It’s been a while since I blogged about a tea towel; I gave myself a rest after the ‘marathon’ of the Twelve Days of Christmas but I’m back on track and what better way to start than to ‘do’ a Calendar Tea Towel? I bought this one at the beginning of 2017. This was an unusual thing for me to do because I was still a bit reluctant about Calendar Tea Towels (got over that now and am a big fan). I bought it for the sole purpose of writing about it at the beginning of 2018, as a way of reflecting on 2017 and perhaps even setting some resolutions (or targets; I work well with a bit of a target). I was fortunate enough to find the Ulster Weavers ‘Emily’ pattern. This is a favourite of mine and matches the ‘Emily’ shopping bag that I have; that is definitely the best, and sturdiest, shopping bag that I have, easy to carry, well-shaped, light and stylish (and with short handles which is what I need).
So Emily, how did we do in 2017? 2017 was an extraordinary year, full of happenings, some sad, some joyous, some hilarious, some just pleasant. If this works well I might consider doing my next Christmas Newsletter as a Calendar Tea Towel! The year started, unexpectedly, with a huge sadness. Since October 2015, the health of Jean and David had been a concern, a serious concern; admissions to hospital, near death experiences, slow recoveries. All concern was centred on the two of them. Dorothy had, to everyone’s surprise, eventually settled into a care home, still visited David two or three times a week, went to the Golf Range each week, with her Zimmer frame, led an active social life, took up new interests. In 2016, she did break her hip but, somehow, because she had dementia, she forgot she had done this and her recovery was very speedy. In early January 2017, Dorothy had another fall, and broke her other hip. Two members of staff sat with her, while she waited for an ambulance, (you are not a priority if you are in a care home, with staff with you, warm, reasonably comfortable and fully conscious). Then she had a massive heart attack, needed to be revived, was rushed to hospital, never regained consciousness and died three days later, with her daughters at her side. This was a huge and massive shock; this was not expected. The funeral was one of the most beautiful, and personal, I have ever been to; it certainly was Dorothy’s funeral. The service, in the crematorium, was in the morning, with only very close family; in the afternoon, there was a Memorial Service, open to friends and family alike. It was definitely the right way to do things.

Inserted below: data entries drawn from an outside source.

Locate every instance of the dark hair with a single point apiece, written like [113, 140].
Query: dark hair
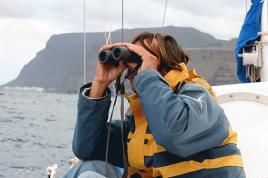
[166, 49]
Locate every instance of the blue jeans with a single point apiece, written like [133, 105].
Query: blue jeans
[93, 169]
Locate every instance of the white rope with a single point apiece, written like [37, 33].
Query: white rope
[164, 15]
[84, 51]
[108, 38]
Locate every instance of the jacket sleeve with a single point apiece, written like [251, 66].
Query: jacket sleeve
[184, 123]
[91, 129]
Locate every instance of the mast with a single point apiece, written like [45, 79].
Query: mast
[264, 41]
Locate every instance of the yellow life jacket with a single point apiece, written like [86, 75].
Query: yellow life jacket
[141, 144]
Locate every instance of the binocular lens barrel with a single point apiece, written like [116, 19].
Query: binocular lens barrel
[118, 53]
[106, 57]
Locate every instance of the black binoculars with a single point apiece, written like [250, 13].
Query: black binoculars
[118, 53]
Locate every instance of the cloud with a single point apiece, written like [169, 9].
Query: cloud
[25, 26]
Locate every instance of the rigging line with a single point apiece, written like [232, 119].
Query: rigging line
[164, 16]
[246, 5]
[122, 21]
[108, 38]
[84, 50]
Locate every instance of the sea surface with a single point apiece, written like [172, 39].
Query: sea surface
[36, 131]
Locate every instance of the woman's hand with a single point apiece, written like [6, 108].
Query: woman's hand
[105, 74]
[149, 61]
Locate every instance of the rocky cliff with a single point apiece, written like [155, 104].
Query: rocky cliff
[59, 67]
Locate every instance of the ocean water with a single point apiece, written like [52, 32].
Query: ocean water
[36, 131]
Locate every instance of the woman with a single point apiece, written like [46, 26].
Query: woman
[176, 128]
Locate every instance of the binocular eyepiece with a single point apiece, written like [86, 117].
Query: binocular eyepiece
[118, 53]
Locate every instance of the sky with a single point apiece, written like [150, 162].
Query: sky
[25, 26]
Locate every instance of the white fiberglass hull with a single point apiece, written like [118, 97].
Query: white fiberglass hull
[246, 106]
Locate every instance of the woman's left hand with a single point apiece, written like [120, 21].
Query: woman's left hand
[149, 61]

The afternoon was a celebration of Dorothy’s life and memories, with her favourite hymns, a slide show of her life and tea and cakes, made by her daughters and grandchildren, celebrating her love of baking and her favourite cakes. Residents from the home, in which she lived, were able to come to the service. This wasn’t how we imagined the year starting. Grief is difficult to live with; in that first year, everything is ‘the first’: first birthday without her, first wedding anniversary, first Christmas, first New Year, first holiday where you didn’t bring her a present back, first Mother’s Day, first bulbs in the garden, first rose on the James Galway rose bush, first Wimbledon Champioship, first Golf Masters…….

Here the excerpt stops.